The role of thiamine deficiency in alcoholic brain disease

Alcohol Research & Health, Spring, 2003 by Peter R. Martin, Charles K. Singleton, Susanne Hiller-Sturmhofel

ALCOHOL'S EFFECTS ON THIAMINE UPTAKE AND FUNCTION

As noted earlier, thiamine deficiency in affluent countries clearly is linked to alcoholism, occurring in up to 80 percent of alcoholics (e.g., Morgan 1982). However, only a subset of these alcoholics develop brain disorders such as WKS. Moreover, identical twins (who share all of their genetic information) show greater similarity with respect to alcohol-induced brain disease than do fraternal twins (who share on average 50 percent of their genetic information). These two observations have led to the conclusion that a genetic predis-position to thiamine deficiency and its effects may exist, as will be discussed in more detail in the section "Differential Sensitivity to Thiamine Deficiency."

Research over the past 30 years has identified several mechanisms through which alcoholism may contribute to thiamine deficiency. The most important of these mechanisms (as discussed in Hoyumpa 1980) include:

* Inadequate nutritional intake

* Decreased absorption of thiamine from the gastrointestinal tract and reduced uptake into cells

* Impaired utilization of thiamine in the cells.

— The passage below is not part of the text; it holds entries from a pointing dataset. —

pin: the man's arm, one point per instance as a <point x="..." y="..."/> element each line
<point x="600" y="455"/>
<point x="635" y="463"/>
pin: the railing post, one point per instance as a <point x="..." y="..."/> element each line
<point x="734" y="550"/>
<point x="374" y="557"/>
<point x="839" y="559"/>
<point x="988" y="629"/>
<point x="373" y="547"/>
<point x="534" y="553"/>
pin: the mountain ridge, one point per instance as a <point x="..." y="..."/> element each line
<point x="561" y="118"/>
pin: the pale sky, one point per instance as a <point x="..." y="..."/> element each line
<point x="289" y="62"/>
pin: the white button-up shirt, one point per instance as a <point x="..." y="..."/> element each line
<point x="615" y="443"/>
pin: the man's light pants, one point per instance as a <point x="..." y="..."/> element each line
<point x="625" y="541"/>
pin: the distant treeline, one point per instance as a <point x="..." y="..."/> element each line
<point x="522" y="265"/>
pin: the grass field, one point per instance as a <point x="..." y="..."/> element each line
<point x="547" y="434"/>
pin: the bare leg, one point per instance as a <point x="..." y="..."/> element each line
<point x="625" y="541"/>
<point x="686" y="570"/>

Inadequate Nutritional Intake

Although most people require a minimum of 0.33 mg thiamine for each 1,000 kcal of energy they consume, alcoholics tend to consume less than 0.29 mg/1,000 kcal (Woodhill and Nobile 1972). In fact, in an early study of 3,000 alcoholics admitted to hospitals because of alcohol withdrawal symptoms or other alcohol-related illnesses, 40 percent exhibited periodic thiamine deficiency during drinking binges, 25 percent exhibited prolonged thiamine deficiency with some periods of normal intake, and 35 percent exhibited continuous thiamine deficiency (Leevy and Baker 1968). A later study found that alcoholic patients had significantly lower average levels of a thiamine compound containing one phosphate group (i.e., thiamine monophosphate), but the average levels of free thiamine and ThDP were similar in alcoholics and control subjects (Tallaksen et al. 1992). However, some of the alcoholics in that study had extremely high levels of free thiamine, suggesting that they may have had a problem in the steps that lead to the conversion of thiamine into its active, phosphate-containing form.

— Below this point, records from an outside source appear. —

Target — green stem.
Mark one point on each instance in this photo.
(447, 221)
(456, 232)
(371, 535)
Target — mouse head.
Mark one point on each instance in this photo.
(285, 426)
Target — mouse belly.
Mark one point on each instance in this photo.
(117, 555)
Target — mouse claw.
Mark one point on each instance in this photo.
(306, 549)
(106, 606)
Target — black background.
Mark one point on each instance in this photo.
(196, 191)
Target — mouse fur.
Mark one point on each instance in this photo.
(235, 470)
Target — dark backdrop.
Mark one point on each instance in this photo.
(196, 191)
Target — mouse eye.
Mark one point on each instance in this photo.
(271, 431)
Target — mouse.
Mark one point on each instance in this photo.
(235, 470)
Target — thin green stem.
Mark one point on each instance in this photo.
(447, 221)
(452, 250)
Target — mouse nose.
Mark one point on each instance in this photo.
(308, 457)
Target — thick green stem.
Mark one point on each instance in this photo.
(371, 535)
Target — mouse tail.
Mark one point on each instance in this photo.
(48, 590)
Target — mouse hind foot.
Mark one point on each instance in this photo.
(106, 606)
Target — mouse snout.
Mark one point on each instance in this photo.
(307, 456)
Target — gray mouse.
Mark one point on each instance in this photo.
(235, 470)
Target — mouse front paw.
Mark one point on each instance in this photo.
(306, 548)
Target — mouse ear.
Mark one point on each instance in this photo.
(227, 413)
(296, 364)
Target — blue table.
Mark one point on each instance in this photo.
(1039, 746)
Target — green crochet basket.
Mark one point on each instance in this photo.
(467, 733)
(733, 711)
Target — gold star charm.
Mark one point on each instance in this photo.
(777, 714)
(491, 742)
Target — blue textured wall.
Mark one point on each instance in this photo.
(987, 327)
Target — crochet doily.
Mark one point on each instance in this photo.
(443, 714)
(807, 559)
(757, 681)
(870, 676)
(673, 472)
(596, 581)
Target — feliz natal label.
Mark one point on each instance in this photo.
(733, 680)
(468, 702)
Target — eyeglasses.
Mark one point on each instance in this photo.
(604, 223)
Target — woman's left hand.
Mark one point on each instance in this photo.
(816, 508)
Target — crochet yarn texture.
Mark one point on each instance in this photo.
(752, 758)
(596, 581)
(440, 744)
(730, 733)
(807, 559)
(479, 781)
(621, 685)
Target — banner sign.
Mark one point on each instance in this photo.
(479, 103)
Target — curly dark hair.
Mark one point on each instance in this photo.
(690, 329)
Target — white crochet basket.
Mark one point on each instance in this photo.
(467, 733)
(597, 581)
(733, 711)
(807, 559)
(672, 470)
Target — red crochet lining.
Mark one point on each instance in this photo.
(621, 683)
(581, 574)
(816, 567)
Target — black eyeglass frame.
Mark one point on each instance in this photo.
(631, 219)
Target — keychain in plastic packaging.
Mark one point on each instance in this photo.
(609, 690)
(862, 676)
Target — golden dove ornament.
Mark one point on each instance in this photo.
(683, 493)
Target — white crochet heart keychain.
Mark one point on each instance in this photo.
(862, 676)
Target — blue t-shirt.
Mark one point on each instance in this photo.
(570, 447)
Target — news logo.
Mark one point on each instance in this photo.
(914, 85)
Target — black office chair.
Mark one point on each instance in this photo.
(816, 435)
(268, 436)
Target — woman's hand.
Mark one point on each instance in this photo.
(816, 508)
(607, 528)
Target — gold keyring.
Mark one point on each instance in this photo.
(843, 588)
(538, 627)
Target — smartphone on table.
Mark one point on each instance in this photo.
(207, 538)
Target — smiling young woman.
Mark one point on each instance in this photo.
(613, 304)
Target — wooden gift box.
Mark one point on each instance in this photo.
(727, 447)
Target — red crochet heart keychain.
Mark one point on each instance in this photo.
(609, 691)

Decreased Uptake of Thiamine From the Gastrointestinal Tract

Animal studies have helped elucidate the mechanisms of normal and alcoholimpaired thiamine uptake from the gastrointestinal tract into the blood and cells. To be used by the body, thiamine must cross a number of barriers, first transferring across the membranes of the cells lining the gut (i.e., enterocytes), then entering those cells, and then crossing the membranes at the other end of the cells to enter the bloodstream. At low thiamine concentrations, such as those normally found in the human body, this transfer is achieved by a specific thiamine transporter molecule that requires energy. This is called an active transport process and seems to be associated with the rapid addition of two phosphate groups by the enzyme thiamine diphosphokinase (TPK) once the thiamine is inside the cell. At high thiamine concentrations, however, such as can be achieved after additional thiamine is administered, thiamine transport occurs through a passive process--that is, a mechanism that requires no energy.